The granny hair trend (also known as Granny gray) is a new phenomenon of young women coloring their hair to different shades of gray. It emerged in the second decade of the 21st century.

For centuries, people have tried to hide graying hair with methods like dyeing, coloring and henna since gray hair appears most often on older adults and aging is stigmatized in most Western societies. A recent beauty trend has seen women defying stereotypes and opting to leave graying hair natural or purposely gray their hair prematurely.

The trend is attributed to fashion designer Jean-Paul Gaultier, whose Autumn/Winter 2011 show featured models in grey Beehives. In Spring 2015, his catwalk show at Paris Fashion Week featuring silver haired models as did the shows of other fashion designers Chanel and Gareth Pugh. Ellie Goulding was seen in 2011 with platinum hair that was shaded towards grey instead of white or blond. Kelly Osbourne was also an early proponent of the look, sporting gray hair as early as 2012. Over the next few years, many celebrities like Lady Gaga, Pink, Rihanna, Nicole Ritchie and Dascha Polanco also tried out this new trend. By the summer of 2015, gray and pastel colors were regularly requested at salons, showing the growing popularity of the look. This same year, the website Bored Panda asked women to post their photos in gray hairstyles and that page has since then received over 600,000 views.

Two groups emerged; young people changing their hair color and the older generation eager to embrace their natural grays. Something previously perceived as a feature that needs to be hidden, considered a flaw of aging, was embraced as desirable and beautiful. Movie stars Dame Judi Dench and Jamie Lee Curtis also wore more natural tones.

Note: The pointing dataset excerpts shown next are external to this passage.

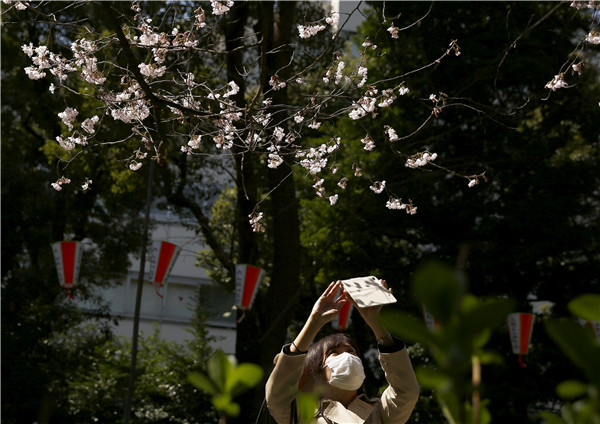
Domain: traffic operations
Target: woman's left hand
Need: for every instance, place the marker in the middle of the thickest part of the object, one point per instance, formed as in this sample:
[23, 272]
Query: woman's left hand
[370, 314]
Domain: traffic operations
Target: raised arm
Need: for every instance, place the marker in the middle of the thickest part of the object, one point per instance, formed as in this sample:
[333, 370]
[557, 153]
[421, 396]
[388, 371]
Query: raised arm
[399, 399]
[282, 385]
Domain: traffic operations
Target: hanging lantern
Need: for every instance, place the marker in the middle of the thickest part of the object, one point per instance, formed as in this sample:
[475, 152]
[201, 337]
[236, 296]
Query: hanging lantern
[67, 255]
[342, 321]
[595, 326]
[162, 259]
[431, 323]
[520, 328]
[247, 281]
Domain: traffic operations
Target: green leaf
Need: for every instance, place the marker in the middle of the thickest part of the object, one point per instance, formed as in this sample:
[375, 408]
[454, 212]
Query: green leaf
[586, 306]
[219, 369]
[406, 326]
[437, 286]
[244, 377]
[578, 344]
[202, 382]
[486, 358]
[431, 378]
[571, 389]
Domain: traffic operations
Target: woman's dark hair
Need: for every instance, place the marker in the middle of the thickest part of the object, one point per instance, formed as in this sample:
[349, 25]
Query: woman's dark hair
[313, 366]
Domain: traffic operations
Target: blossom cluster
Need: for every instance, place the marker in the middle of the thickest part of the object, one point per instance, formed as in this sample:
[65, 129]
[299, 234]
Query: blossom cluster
[420, 159]
[397, 204]
[556, 83]
[315, 159]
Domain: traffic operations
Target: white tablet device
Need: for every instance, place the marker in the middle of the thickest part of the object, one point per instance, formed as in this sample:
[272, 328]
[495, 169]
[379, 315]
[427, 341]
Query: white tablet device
[368, 291]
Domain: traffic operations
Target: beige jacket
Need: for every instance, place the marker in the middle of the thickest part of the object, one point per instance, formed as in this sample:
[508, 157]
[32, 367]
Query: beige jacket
[394, 406]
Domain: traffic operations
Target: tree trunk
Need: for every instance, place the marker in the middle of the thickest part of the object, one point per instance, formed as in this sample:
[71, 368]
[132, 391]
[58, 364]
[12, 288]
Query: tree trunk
[253, 344]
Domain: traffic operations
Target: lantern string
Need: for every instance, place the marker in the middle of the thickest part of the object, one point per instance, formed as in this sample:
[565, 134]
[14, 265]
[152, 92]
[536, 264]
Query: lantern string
[156, 289]
[521, 361]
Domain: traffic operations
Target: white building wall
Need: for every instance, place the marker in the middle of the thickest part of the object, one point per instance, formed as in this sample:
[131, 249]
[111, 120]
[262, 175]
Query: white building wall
[187, 284]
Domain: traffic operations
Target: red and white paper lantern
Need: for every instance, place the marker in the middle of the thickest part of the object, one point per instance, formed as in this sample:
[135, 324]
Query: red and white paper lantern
[67, 255]
[595, 326]
[343, 320]
[520, 327]
[247, 281]
[162, 259]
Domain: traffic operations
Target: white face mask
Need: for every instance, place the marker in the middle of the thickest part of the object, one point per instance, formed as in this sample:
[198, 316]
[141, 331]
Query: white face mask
[347, 371]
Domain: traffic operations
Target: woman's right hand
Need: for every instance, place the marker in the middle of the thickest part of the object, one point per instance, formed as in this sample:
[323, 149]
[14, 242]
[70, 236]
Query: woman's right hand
[326, 308]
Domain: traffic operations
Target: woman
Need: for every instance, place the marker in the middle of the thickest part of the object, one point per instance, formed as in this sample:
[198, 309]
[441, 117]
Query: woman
[332, 369]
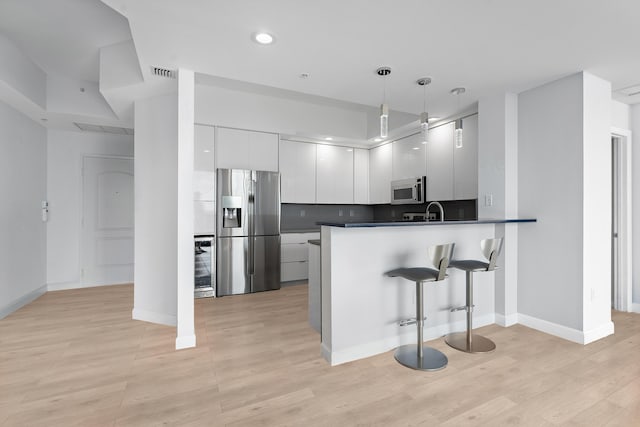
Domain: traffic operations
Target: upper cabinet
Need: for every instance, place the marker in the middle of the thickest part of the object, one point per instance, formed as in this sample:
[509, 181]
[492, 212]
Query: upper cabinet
[380, 165]
[409, 158]
[242, 149]
[360, 176]
[465, 161]
[297, 172]
[452, 172]
[204, 166]
[334, 174]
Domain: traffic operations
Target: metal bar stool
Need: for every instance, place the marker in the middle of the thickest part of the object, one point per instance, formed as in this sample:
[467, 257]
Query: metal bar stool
[417, 356]
[468, 341]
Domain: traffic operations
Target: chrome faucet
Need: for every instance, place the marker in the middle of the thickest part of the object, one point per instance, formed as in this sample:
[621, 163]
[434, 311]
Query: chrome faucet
[439, 207]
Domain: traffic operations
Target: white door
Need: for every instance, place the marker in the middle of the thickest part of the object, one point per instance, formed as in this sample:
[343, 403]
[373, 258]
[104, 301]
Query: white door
[107, 221]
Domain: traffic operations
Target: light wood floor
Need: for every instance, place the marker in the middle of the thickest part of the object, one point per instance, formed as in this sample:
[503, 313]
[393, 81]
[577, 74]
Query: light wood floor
[76, 358]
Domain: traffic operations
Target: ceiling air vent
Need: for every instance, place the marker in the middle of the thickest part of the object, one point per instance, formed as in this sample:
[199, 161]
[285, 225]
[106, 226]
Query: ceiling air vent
[630, 91]
[163, 72]
[86, 127]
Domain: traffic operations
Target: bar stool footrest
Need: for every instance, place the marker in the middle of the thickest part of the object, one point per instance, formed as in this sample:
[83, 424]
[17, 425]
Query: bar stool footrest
[479, 344]
[432, 359]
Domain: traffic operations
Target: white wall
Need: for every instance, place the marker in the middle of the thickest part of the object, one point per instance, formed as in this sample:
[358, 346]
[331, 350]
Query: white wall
[635, 171]
[244, 110]
[22, 74]
[564, 170]
[23, 237]
[65, 152]
[156, 216]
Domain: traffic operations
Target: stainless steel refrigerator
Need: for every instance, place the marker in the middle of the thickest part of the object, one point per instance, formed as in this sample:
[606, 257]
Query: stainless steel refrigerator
[248, 231]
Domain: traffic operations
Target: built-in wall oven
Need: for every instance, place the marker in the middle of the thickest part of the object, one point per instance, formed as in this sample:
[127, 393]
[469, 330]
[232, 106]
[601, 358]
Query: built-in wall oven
[205, 266]
[409, 191]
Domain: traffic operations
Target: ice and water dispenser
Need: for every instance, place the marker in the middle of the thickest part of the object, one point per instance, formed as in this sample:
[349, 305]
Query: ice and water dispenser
[231, 212]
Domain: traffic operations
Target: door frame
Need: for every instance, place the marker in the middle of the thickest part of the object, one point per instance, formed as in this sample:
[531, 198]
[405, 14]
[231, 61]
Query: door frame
[623, 289]
[81, 260]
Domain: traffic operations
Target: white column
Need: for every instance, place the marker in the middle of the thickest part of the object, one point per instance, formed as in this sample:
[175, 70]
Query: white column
[185, 282]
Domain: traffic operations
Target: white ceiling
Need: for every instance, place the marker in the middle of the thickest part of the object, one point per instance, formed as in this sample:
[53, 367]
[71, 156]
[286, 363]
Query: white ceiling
[483, 45]
[486, 46]
[63, 36]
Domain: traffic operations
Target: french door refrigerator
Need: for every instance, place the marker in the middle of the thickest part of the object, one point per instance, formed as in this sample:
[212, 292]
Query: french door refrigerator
[248, 231]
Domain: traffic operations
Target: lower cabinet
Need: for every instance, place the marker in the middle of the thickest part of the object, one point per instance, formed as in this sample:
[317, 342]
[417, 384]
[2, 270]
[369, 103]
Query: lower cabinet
[294, 255]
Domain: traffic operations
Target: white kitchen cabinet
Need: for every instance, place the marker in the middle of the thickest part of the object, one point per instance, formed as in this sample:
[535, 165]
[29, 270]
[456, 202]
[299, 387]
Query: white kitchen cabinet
[204, 167]
[409, 158]
[334, 174]
[294, 255]
[440, 163]
[297, 172]
[465, 161]
[360, 176]
[380, 165]
[243, 149]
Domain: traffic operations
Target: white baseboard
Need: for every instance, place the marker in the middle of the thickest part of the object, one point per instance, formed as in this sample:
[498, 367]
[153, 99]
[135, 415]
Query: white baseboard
[185, 342]
[22, 301]
[508, 320]
[153, 317]
[373, 348]
[64, 286]
[597, 333]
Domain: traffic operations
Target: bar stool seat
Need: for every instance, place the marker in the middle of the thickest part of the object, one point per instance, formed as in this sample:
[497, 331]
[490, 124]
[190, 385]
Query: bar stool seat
[418, 356]
[468, 341]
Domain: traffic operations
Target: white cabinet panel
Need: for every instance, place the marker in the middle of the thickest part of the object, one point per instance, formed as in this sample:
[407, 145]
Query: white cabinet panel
[360, 176]
[243, 149]
[298, 172]
[232, 148]
[440, 163]
[334, 174]
[465, 161]
[409, 158]
[263, 151]
[380, 164]
[204, 217]
[203, 163]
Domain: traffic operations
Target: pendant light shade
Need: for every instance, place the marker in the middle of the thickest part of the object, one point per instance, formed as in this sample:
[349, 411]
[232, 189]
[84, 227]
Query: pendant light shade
[424, 116]
[384, 107]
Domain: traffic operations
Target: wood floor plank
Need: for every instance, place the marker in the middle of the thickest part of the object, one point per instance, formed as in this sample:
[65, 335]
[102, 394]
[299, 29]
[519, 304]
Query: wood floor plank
[76, 358]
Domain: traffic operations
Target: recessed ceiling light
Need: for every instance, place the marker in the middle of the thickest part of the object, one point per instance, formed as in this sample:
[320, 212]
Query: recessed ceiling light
[263, 38]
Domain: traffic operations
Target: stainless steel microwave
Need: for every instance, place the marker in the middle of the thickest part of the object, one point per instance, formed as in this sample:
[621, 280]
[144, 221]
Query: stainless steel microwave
[408, 191]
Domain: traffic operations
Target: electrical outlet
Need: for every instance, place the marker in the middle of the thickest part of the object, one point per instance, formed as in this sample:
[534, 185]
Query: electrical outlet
[488, 199]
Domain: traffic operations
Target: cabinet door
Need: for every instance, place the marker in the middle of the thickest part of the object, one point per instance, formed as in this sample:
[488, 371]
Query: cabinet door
[232, 148]
[263, 151]
[334, 174]
[360, 176]
[465, 161]
[203, 163]
[440, 163]
[297, 172]
[409, 158]
[380, 163]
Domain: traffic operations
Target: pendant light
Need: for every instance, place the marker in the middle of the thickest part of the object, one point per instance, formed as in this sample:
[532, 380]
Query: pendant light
[458, 123]
[384, 108]
[424, 116]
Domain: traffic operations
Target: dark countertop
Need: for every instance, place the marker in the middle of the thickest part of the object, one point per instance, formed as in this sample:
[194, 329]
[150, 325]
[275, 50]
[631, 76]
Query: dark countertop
[422, 223]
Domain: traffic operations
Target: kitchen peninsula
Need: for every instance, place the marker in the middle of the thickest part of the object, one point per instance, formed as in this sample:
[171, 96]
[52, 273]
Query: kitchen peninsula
[361, 307]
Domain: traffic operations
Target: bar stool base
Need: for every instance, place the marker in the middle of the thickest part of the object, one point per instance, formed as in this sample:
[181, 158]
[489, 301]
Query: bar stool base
[479, 344]
[432, 359]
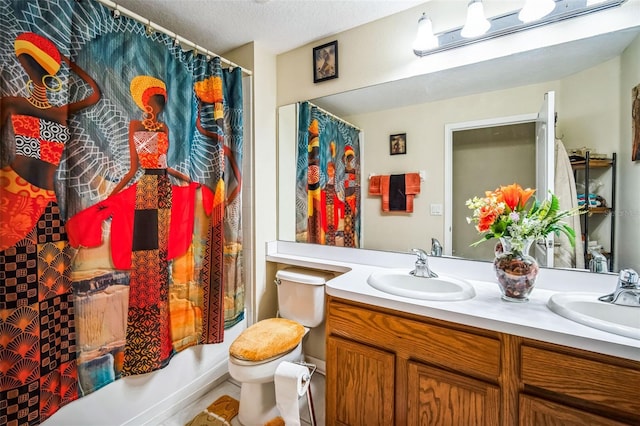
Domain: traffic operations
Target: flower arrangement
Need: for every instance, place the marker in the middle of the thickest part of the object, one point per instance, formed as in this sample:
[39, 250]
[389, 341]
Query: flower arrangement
[511, 212]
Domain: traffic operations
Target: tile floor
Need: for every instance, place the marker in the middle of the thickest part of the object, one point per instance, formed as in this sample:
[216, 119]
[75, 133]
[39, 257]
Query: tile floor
[231, 388]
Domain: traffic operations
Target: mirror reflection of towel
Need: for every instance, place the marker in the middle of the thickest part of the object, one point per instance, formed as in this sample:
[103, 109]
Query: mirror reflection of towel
[397, 191]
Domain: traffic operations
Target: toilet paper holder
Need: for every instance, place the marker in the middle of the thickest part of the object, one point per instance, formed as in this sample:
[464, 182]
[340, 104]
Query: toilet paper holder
[312, 369]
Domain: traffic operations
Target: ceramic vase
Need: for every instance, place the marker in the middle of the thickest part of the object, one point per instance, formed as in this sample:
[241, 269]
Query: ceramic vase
[516, 271]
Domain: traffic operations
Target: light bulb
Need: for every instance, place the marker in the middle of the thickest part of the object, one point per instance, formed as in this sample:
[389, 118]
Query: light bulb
[425, 40]
[476, 24]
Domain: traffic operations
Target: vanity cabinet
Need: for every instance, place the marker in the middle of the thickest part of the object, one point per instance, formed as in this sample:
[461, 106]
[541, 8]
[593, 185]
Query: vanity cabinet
[393, 368]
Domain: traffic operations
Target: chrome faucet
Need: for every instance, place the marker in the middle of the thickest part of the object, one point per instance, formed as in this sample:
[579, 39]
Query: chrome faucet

Coloring hair gray often requires the use of dyeing as well as bleaching the hair and both the practices are damaging to the health of the hair. To achieve the look prior to naturally graying, hair must first bleached until it's white. Then tones of gray, blue or violet are added. If the color isn't made light enough, the hair will take on a green tone instead of gray. Maintaining the look of artificially gray hair requires a lot of maintenance to avoid regrowth. Frequent toning is required since silver and grey hair can look blond after a few weeks.